Code coverage is achieved either using breakpoint-based coverage (something like mesos but much smaller), or using Intel Processor Trace. Intel PT is implemented using KVM-PT, a modified linux kernel used by kAFL which allows tracing virtual CPUs (you can see the paper here). Packet decoding is done using libxdc, also released by Sergej (@ms_s3c) and Cornelius (@is_eqv).
kvm-fuzz: fuzz x86_64 closed-source applications with hardware acceleration
Usage:
kvm-fuzz [ options ] -- /path/to/fuzzed_binary [ args ]
Available options:
--minimize-corpus Set corpus minimization mode
--minimize-crashes Set crashes minimization mode
-j, --jobs arg Number of threads to use (default: 8)
-m, --memory arg Virtual machine memory limit (default: 8M)
-k, --kernel path Kernel path (default: ./kernel/kernel)
-i, --input dir Input folder (initial corpus) (default: ./in)
-o, --output dir Output folder (corpus, crashes, etc) (default: ./out)
-f, --file path Memory loaded files for the target. Set once for
each file, or as a list: -f file1,file2
-b, --basic-blocks path Path to file containing a list of basic blocks for
code coverage. Default value is
basic_blocks_<BinaryMD5Hash>.txt
-s, --single-input path Path to single input file. A single run will be
performed with this input.
-h, --help Print usage
It should be. As it uses KVM virtualization, execution speed should be near-native. However, it doesn't run Linux, but a much smaller kernel that attempts to emulate it. This results in less time spent executing in kernel mode, simply because we execute less instructions.

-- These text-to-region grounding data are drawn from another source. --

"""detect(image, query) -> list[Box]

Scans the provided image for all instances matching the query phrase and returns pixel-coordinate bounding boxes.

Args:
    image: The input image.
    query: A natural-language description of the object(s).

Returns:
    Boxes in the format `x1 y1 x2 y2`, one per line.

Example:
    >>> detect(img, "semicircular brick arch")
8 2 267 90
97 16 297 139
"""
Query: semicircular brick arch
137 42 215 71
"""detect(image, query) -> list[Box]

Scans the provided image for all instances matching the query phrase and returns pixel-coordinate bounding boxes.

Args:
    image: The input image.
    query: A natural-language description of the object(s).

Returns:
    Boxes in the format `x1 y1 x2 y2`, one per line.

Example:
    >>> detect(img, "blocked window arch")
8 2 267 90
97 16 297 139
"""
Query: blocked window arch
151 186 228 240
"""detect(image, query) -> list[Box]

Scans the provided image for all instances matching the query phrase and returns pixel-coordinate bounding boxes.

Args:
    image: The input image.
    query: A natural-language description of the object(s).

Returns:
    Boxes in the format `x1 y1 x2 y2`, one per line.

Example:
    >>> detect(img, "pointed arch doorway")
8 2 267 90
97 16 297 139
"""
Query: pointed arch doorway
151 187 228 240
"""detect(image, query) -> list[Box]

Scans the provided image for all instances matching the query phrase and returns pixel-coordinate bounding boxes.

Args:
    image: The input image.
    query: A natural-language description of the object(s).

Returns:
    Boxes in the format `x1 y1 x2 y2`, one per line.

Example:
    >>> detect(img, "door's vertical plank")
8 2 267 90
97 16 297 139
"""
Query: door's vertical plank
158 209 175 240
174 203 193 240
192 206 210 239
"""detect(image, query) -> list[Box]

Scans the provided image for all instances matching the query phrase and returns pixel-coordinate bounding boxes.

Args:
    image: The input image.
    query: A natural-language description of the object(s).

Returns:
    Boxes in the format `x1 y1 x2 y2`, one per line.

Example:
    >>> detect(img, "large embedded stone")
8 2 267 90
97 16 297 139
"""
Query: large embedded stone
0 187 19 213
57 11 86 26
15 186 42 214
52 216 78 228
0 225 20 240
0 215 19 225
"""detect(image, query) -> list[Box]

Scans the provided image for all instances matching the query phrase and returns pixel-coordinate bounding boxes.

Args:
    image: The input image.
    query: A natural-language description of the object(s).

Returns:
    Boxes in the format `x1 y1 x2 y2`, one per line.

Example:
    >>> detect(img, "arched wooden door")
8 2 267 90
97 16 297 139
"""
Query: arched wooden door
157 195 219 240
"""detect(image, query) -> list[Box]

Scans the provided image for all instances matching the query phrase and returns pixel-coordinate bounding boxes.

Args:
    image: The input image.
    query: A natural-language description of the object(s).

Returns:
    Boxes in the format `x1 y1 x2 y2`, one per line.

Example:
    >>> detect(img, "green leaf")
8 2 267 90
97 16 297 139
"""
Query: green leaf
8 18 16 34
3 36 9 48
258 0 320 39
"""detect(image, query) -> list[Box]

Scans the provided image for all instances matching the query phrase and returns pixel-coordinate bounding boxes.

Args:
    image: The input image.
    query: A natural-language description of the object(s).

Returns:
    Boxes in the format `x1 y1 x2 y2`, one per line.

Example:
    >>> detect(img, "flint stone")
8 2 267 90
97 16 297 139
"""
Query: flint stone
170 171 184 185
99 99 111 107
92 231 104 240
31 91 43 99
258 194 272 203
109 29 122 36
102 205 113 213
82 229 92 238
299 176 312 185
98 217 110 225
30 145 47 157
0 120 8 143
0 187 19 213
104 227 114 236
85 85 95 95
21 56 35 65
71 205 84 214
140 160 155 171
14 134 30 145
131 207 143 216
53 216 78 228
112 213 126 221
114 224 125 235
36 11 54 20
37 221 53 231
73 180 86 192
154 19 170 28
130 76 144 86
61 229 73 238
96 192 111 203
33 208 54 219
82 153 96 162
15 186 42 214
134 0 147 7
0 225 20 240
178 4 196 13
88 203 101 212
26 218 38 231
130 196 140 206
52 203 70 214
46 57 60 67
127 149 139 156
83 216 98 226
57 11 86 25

As an example of this, this graph represents how many instructions are executed in two different runs of readelf and tiff2rgba in both kernel and user mode, running natively vs inside the VM. Every measure is from main
until process calls exit
.
In average, in each execution the VM ran 78% less of kernel instructions, and 37% less of total instructions than Linux. The experiment was probably not very rigorous, but it gives an idea.
I've also compared the fuzzing speed of kvm-fuzz to AFL++ targetting libtiff. AFL++ ran libtiff compiled with afl-clang-fast, using persistent mode and shared memory (as described here), while kvm-fuzz followed a similar setup (just running the fuzzed function and writing the input file into the VM's memory) with the non-instrumented library using basic block coverage. AFL++ was between 20% and 50% faster depending on the run. It should also be noted that there are a lot of differences between both: kvm-fuzz resets the guest memory after each execution and doesn't require source; AFL++ gets full-edge coverage and has a better mutator, etc.
This isn't ready to be used yet. Building the kernel requires a cross compiler, and using Intel PT requires building a custom Linux kernel (KVM-PT with some little changes). Wait for it! :)